After getting the run-around from billing and cancellation this time, I decided to just go ahead and cancel, and eat the cost of the hosting that I’d already paid. Their policy is that cancellations are pro-rated based on how much time you have left in your contract. I had two months left, so I expected to receive somewhere around $12 as a refund. Well, to add insult to injury, I received 10¢. That’s right, a dime. I don’t know why, and I’m not asking. During my phone call, I promised to tell everyone I know about their poor service. This is part of that promise. I also promised to switch my business hosting account, and to recommend to my clients never to use any of EIG’s front-companies again.

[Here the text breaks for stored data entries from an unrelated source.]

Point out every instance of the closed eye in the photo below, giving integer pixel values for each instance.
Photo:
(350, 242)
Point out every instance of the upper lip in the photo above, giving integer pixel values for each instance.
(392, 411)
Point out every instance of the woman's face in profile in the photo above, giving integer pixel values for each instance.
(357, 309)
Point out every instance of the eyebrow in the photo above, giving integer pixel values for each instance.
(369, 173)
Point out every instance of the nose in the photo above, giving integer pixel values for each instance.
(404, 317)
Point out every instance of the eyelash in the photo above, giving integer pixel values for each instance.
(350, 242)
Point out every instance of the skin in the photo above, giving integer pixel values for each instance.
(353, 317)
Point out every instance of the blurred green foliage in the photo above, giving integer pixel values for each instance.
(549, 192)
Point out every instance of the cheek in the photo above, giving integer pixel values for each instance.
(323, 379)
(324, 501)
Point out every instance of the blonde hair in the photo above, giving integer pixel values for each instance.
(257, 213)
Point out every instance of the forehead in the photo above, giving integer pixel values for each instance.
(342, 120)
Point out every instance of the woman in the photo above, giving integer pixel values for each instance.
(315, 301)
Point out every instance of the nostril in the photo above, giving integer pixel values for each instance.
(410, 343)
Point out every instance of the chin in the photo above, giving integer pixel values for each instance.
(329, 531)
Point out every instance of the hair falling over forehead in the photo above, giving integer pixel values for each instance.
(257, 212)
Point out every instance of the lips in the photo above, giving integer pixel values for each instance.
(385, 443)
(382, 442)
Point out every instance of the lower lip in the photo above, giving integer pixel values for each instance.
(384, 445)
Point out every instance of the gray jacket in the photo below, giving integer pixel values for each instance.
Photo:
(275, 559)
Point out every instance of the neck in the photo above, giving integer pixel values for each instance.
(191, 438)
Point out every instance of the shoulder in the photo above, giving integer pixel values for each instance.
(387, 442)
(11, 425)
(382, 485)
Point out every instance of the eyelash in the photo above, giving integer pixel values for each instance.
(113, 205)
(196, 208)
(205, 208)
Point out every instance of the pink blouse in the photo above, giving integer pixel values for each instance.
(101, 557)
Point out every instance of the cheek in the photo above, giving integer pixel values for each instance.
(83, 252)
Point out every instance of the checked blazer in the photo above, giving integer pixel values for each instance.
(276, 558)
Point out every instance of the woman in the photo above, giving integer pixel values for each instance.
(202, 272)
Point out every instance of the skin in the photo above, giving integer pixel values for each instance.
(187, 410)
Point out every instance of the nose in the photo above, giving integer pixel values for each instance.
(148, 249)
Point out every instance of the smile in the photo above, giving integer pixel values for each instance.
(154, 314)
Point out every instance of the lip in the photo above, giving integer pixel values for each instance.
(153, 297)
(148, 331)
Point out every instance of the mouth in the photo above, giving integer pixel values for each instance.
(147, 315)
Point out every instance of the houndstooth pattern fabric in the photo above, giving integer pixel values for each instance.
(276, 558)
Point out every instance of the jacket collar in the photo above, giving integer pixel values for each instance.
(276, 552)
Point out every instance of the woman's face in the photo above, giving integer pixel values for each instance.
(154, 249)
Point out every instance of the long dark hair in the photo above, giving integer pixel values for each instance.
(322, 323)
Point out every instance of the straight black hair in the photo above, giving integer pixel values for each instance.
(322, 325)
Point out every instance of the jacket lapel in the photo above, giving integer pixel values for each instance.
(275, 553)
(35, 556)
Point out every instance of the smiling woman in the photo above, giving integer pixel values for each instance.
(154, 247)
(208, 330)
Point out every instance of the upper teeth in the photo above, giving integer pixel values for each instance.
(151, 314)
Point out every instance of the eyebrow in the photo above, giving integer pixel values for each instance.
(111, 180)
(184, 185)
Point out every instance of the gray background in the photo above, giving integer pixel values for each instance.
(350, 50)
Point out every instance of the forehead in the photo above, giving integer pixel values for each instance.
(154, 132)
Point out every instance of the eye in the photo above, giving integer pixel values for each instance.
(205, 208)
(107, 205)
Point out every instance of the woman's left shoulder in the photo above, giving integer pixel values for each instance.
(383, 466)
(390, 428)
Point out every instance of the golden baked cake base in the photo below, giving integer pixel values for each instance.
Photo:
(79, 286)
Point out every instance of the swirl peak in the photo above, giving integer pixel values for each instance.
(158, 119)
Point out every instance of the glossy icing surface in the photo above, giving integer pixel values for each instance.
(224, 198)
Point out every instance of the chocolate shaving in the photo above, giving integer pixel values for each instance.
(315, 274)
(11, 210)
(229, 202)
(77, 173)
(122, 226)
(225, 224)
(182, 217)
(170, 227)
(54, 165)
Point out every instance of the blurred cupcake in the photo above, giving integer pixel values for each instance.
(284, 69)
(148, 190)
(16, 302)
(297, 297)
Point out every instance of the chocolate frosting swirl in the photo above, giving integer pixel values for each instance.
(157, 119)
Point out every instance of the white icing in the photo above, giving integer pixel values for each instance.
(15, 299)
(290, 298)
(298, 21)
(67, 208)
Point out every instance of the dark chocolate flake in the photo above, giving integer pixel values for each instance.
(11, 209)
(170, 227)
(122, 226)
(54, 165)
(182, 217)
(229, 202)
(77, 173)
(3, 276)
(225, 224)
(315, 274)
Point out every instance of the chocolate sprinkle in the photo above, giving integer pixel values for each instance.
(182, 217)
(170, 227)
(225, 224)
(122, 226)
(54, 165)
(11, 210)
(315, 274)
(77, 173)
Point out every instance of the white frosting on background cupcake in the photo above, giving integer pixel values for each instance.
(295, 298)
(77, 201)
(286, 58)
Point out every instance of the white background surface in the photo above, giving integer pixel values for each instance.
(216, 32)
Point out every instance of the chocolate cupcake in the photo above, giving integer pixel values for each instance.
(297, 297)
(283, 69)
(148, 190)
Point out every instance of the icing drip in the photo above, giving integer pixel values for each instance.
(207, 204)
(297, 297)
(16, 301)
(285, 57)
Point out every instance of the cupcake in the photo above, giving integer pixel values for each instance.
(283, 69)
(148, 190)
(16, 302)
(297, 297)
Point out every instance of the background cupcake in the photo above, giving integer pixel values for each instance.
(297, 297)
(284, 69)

It’s sad that I’m re-starting this blog on such a sour note. Eventually, I’ll find better hosting for bryanpaulsullo.com, but it’s not high on the priority list right now. At the moment, I’d rather concentrate on my new family.

  1. I’ve used HostGator and FatCow and they were both terrible experiences. I had HostGator before they were purchased by EIG and their customer service was amazing and their servers were speedy. I came back to them several years later (2014) and I had the worst experience. A lot of downtime and it took 20-40 minutes to reach live chat and they were not able to help so I left.

    I used FatCow last year only because they were running a promotion of $1 for a year. The customer service was terrible and the server went down almost on a daily basis. I stopped the auto renew feature and switched hosts the month before the year subscription ended. Well, what do you know, they turned the auto renew themselves and I was hit with a $130 charge. I spent several days arguing with their customer service until they finally caved in and refunded it.

    Never again will I try an EIG host now that I know about them. Also, you should at the very least forward your domain to this host so that your domain isn’t sitting there with a “Not Found” page.

  2. I realize this is an old post, but you’re wrong about a couple of things.

    1. Hosts do not owe you a backup. That is your responsibility.

    2. You did install WordPress, even if it was just a matter of one click.

    You seem to suffer from an awul lot of entitlement, although I agree there is NO excuse for the site deletion and EIG hosts should be avoided like the plague. I’m American but host my site in Canada. It seems safer that way.

    Anywhoo. Probably best you stick with WordPress.com. Good luck.

    • Thanks for the reply, Jaiden. I will refute one of your opinions: Hosts do owe their customers a backup. I deal with cloud service providers professionally on a daily basis. If Dropbox, for example, were to loose your files and then say, “Sorry, it’s your responsibility to keep them backed up,” no one would accept that. If Microsoft Office 365 suddenly lost all of your email and told you it wasn’t their problem, there would be an uproar.
      It is implicit in the cloud-based service offering that they are able to restore data to some reasonable previous time. Why? Because the customer owns neither the hardware that the data is stored on, nor the software that is used to maintain and access that data. The customer can do nothing to affect its operation or suitability. Therefore, the onus is on the service provider to keep the service up and running. Part of that is maintaining access to customer data which is stored there. If that means they need to keep a redundant copy available, that’s their responsibility.
      In reality, this isn’t backup. This is just business continuity. Backup would entail having multiple, historical versions of data available, which I will agree is a separate service entirely.